Didi Darling, I Understand

Didi Darling, I Understand

Some days ago, we were treated to great hopes that a certain saffron party might be lapping up votes in the North East of the country but Didi declared through her noble spokesperson that she didn’t really care. The C.M. OF Bengal wasn’t bothered. Not a bit. Not a mite. Scared? Who she? Didi and her goons---er, sorry, I mean team were aiming for Lal Quila, that is Delhi, that is the Prime Minister’s slot. Wow! We were impressed. We puffed and preened. We wagged our tails. 

Ipsita Roy Chakraverti

Then Did set sail for Delhi to round up the would-be army of allies, the poor foot soldiers who would love to be on the winning side but didn’t have a leader to blaze the way. Didi, huffing and puffing, raised the flag of a prospective front which would overcome and squash the present government at the Centre. We all held our breaths. Was Didi doing all this to divert our attention from the anti-incumbency turmoil that her own state government in Bengal is facing?

 Be that as it may there was more hi-jinks to come. Didi in Delhi, holed up with family, that is Abhishek at South Avenue and called the would-be ministers and netas to come and see her. She proposed to talk about how they could best oust the nasties at the Centre. First, if I am not mistaken, came poor Arvind Kejriwal, with a colleague. I think it’s so cute that Arvind and Mamata are called ‘ Babli and Bunty’ . Anyhow, Didi welcomed them and before launching forth into a flurry of plans for the future she insisted they have fried, vegetable pakodas! Each one eight pakodas. No more. No less. The magic number? Had her tantric in Kolkata told her that each participant would be under her spell if she could stuff these down their gullets? But wait. Bunty was wise. He refused. Excused himself by saying that he had a health issue which prevented him from partaking of such food. He told his sweating colleague to do the honours. Poor chap. Didi was disappointed but something is better than nothing. The AAP chap had to gobble the pakodas down.
When Congress leader Ghulam Nabi Azad heard of the goings on at Abhishek’s he hastily said that all ‘charcha’ would be over ‘chai’---not pakodas.

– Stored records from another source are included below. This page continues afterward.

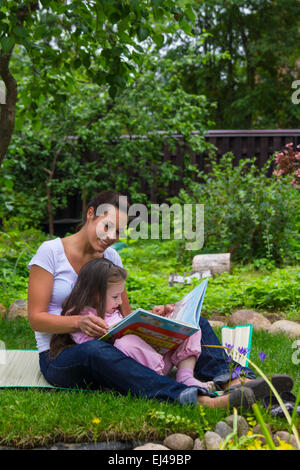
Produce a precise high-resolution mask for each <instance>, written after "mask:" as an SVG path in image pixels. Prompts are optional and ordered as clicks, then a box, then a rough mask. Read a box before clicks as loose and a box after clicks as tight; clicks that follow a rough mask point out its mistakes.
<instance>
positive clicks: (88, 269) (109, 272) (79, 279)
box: [50, 258, 127, 358]
mask: <svg viewBox="0 0 300 470" xmlns="http://www.w3.org/2000/svg"><path fill="white" fill-rule="evenodd" d="M126 278H127V271H126V270H125V269H123V268H121V267H120V266H116V265H115V264H114V263H112V262H111V261H109V260H108V259H106V258H97V259H92V260H91V261H89V262H88V263H86V264H85V265H84V266H83V267H82V268H81V270H80V271H79V274H78V277H77V281H76V283H75V286H74V288H73V290H72V292H71V294H70V295H69V296H68V297H67V298H66V299H65V300H64V302H63V304H62V311H61V315H80V313H81V312H82V310H83V309H84V308H85V307H92V308H94V309H95V310H96V311H97V314H98V316H99V317H101V318H104V315H105V304H106V291H107V287H108V285H110V284H113V283H117V282H120V281H123V280H125V279H126ZM74 344H75V343H74V341H73V340H72V338H71V335H70V334H68V333H66V334H54V335H52V338H51V341H50V357H51V358H53V357H55V356H56V355H57V354H58V353H59V352H60V351H61V350H62V349H64V348H65V347H68V346H72V345H74Z"/></svg>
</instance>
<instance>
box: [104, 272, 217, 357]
mask: <svg viewBox="0 0 300 470" xmlns="http://www.w3.org/2000/svg"><path fill="white" fill-rule="evenodd" d="M207 283H208V279H204V280H203V281H202V282H201V284H199V285H198V286H196V287H195V288H194V289H193V290H192V291H191V292H189V293H188V294H187V295H186V296H185V297H183V299H182V300H180V301H179V302H177V303H176V304H175V308H174V310H173V312H172V314H171V315H169V316H168V317H162V316H160V315H156V314H154V313H152V312H148V311H147V310H144V309H142V308H138V309H137V310H135V311H134V312H132V313H131V314H130V315H128V316H127V317H125V318H124V319H123V320H121V321H120V322H119V323H117V324H116V325H114V326H112V327H111V328H110V329H109V330H108V332H107V333H106V335H104V336H102V337H101V338H100V339H101V340H102V341H114V340H116V339H118V338H121V337H122V336H124V335H128V334H135V335H138V336H140V337H141V338H143V339H144V340H145V341H146V342H147V343H148V344H150V345H151V346H152V347H153V348H154V349H155V350H156V351H157V352H159V353H160V354H165V353H166V352H168V351H170V350H172V349H175V348H177V347H178V346H179V345H180V344H181V343H183V342H184V341H185V340H186V339H187V338H188V337H189V336H191V335H192V334H194V333H196V332H197V331H198V330H199V329H200V327H199V320H200V315H201V309H202V304H203V299H204V295H205V291H206V287H207Z"/></svg>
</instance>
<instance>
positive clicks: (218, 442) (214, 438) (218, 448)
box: [204, 431, 223, 450]
mask: <svg viewBox="0 0 300 470" xmlns="http://www.w3.org/2000/svg"><path fill="white" fill-rule="evenodd" d="M204 442H205V447H206V449H207V450H219V449H220V445H221V444H222V442H223V439H222V438H221V436H219V434H217V433H216V432H212V431H207V432H206V433H205V436H204Z"/></svg>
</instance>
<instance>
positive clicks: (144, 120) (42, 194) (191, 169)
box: [0, 51, 210, 226]
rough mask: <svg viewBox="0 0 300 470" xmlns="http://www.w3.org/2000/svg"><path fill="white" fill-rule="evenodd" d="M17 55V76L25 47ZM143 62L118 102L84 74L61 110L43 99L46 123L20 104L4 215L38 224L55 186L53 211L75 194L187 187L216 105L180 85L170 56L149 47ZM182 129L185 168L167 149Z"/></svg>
mask: <svg viewBox="0 0 300 470" xmlns="http://www.w3.org/2000/svg"><path fill="white" fill-rule="evenodd" d="M16 54H17V52H16ZM18 57H19V59H20V61H19V62H17V61H15V62H13V64H14V65H13V67H14V69H15V74H16V76H20V74H21V73H23V71H22V70H21V68H20V64H23V63H24V61H25V64H26V60H25V58H24V54H22V52H21V51H19V52H18ZM28 66H29V65H28ZM140 67H141V73H140V75H139V76H138V77H136V79H135V81H134V82H132V83H130V84H128V85H127V87H126V88H125V89H124V91H123V92H120V93H119V95H118V96H117V97H116V98H115V99H114V100H112V99H111V97H110V96H109V94H108V92H107V90H106V89H105V88H103V89H102V92H101V93H100V91H99V87H98V85H95V84H91V83H88V78H87V77H86V75H85V74H84V73H83V72H80V73H79V72H78V75H77V78H78V80H79V81H80V88H79V89H78V90H76V93H73V92H72V91H69V90H65V93H66V95H67V100H66V102H65V104H64V106H63V107H61V108H60V109H59V110H57V109H55V107H54V106H53V97H49V98H45V99H44V100H43V101H41V102H40V103H39V106H38V110H37V112H38V119H39V123H40V127H35V126H33V123H32V119H31V118H28V115H27V112H26V110H27V106H25V105H24V103H23V102H22V101H21V102H20V103H19V104H18V118H17V131H16V132H15V135H14V137H13V139H12V142H11V145H10V149H9V152H8V154H7V156H6V159H5V160H4V163H3V168H2V170H1V173H0V177H1V175H3V176H2V178H4V180H3V181H4V183H5V184H4V185H3V186H2V189H1V190H0V198H1V199H2V201H3V206H2V207H3V209H2V212H3V214H2V217H5V218H7V217H9V216H12V215H15V216H18V215H19V213H20V212H21V214H22V215H23V216H24V217H25V218H26V219H27V220H31V223H32V224H34V225H35V226H36V225H37V224H38V222H40V223H41V222H45V221H46V218H47V215H48V213H47V211H48V209H49V205H48V203H49V191H50V192H51V211H52V215H53V216H55V214H56V213H57V211H58V209H59V210H62V209H63V208H64V207H66V206H67V204H68V201H69V198H70V197H71V196H73V195H74V194H82V199H83V200H89V199H90V198H92V197H93V196H94V193H95V191H98V190H99V189H101V190H104V189H112V188H113V189H115V190H118V191H120V192H122V193H124V194H127V195H128V196H129V198H130V199H131V200H132V201H134V202H135V203H138V202H148V199H149V196H148V195H149V194H151V200H152V201H153V202H154V200H155V198H157V199H158V200H162V199H165V198H166V197H167V196H168V192H169V188H170V186H171V185H172V183H173V182H174V181H182V184H183V185H189V183H190V181H191V180H192V178H193V177H194V174H195V171H196V170H195V168H194V166H193V165H192V164H191V156H192V152H197V153H199V152H203V151H204V150H205V149H206V148H207V144H206V142H205V138H204V134H205V131H206V130H207V126H209V125H210V123H209V122H208V117H207V116H208V108H209V107H210V105H209V103H208V102H207V100H206V98H205V96H203V95H199V96H198V95H197V96H195V95H192V94H189V93H186V92H185V91H184V90H183V89H182V87H181V85H180V75H181V73H182V72H180V73H178V71H177V64H176V63H174V62H172V61H171V60H169V59H165V58H163V57H162V58H158V57H157V55H156V54H155V53H150V52H149V53H148V54H146V53H145V54H144V58H143V60H141V64H140ZM29 81H30V76H29V75H27V76H26V77H25V79H24V80H23V82H22V84H20V94H21V95H22V96H23V95H26V86H27V82H29ZM161 130H164V133H161ZM193 131H198V133H197V134H196V135H195V134H193ZM176 133H180V134H181V135H182V136H183V142H182V145H183V148H182V152H183V154H184V166H183V169H180V168H179V167H178V166H177V165H175V164H174V162H173V161H172V159H170V160H167V161H163V151H164V149H165V147H166V146H168V148H169V151H170V152H172V151H173V149H175V147H176V146H178V145H180V144H179V143H178V139H177V138H176V137H174V134H176ZM137 136H139V137H137ZM187 145H189V147H190V151H189V152H187V151H186V146H187ZM25 201H26V204H25Z"/></svg>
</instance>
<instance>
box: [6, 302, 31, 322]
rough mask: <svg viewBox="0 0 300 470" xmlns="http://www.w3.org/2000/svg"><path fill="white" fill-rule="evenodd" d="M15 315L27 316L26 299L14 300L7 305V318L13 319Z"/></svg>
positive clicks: (26, 317)
mask: <svg viewBox="0 0 300 470" xmlns="http://www.w3.org/2000/svg"><path fill="white" fill-rule="evenodd" d="M17 317H23V318H28V309H27V300H21V299H20V300H15V302H14V303H12V304H11V306H10V307H9V309H8V312H7V318H8V319H9V320H13V319H15V318H17Z"/></svg>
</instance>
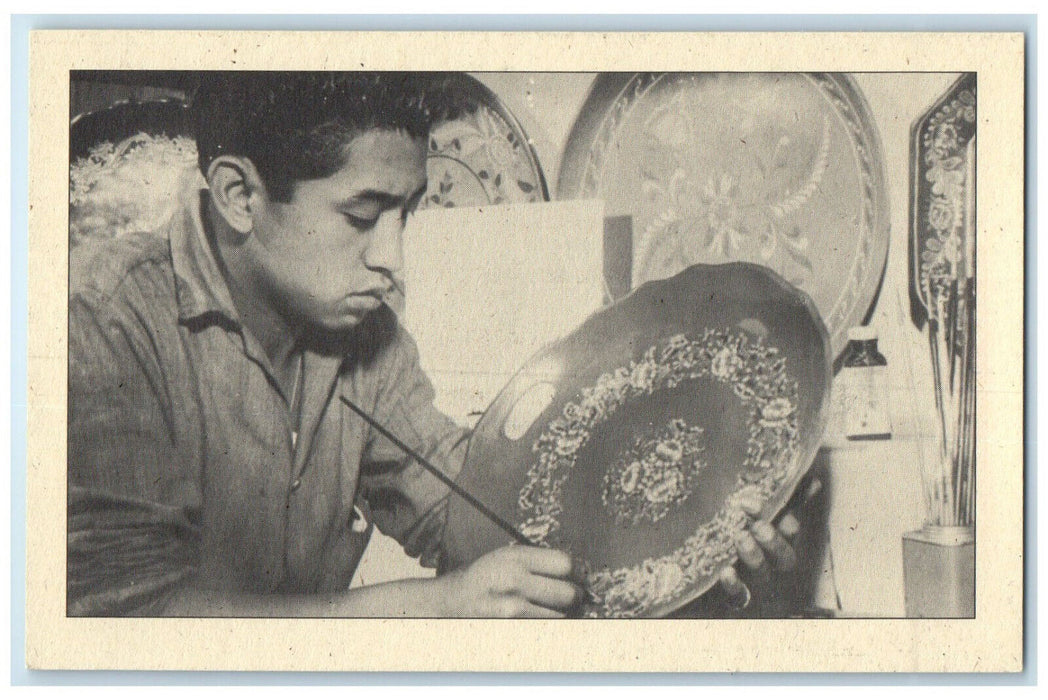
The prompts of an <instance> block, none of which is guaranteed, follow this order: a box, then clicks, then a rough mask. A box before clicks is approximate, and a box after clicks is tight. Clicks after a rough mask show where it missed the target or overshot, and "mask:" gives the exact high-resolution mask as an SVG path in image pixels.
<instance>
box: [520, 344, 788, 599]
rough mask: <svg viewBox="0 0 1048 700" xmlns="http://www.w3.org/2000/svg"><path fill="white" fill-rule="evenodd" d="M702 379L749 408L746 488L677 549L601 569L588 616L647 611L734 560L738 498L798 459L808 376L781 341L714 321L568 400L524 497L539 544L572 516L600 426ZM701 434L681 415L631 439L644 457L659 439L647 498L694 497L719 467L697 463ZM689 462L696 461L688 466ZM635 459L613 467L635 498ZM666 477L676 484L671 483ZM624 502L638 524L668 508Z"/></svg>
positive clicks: (767, 484) (588, 587) (691, 463)
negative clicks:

Meanwhile, Didi met a few more disgruntled politicians who had not received much from the present regime. The motley crowd planning to take over Lal Quila was not quite what she had expected but she kept her chin up. Brave Didi. Now, she wanted to meet the Congress glamour girl Sonia who had made it a point to keep away from her. So had Rahul. But Didi was determined. She fixed up a sort of short meet with Sonia and that is all we know of Didi’s famous march to Delhi to rouse and raise a third front.

Net result? Now we hear the most fantastic and hilarious new that after Didi’s onslaught Chandrababu Naidu is doing a round of prospective allies, Sonia Gandhi says she is willing to be PM and even our poor, old, well into years former President, Pranab Mukherjee, is shuffling through the Constitution wondering if a former President can become a future Prime Minister.
What has Didi done?! And all the while she had been trying to make it quite, quite clear that she was The One. Why are people so dense?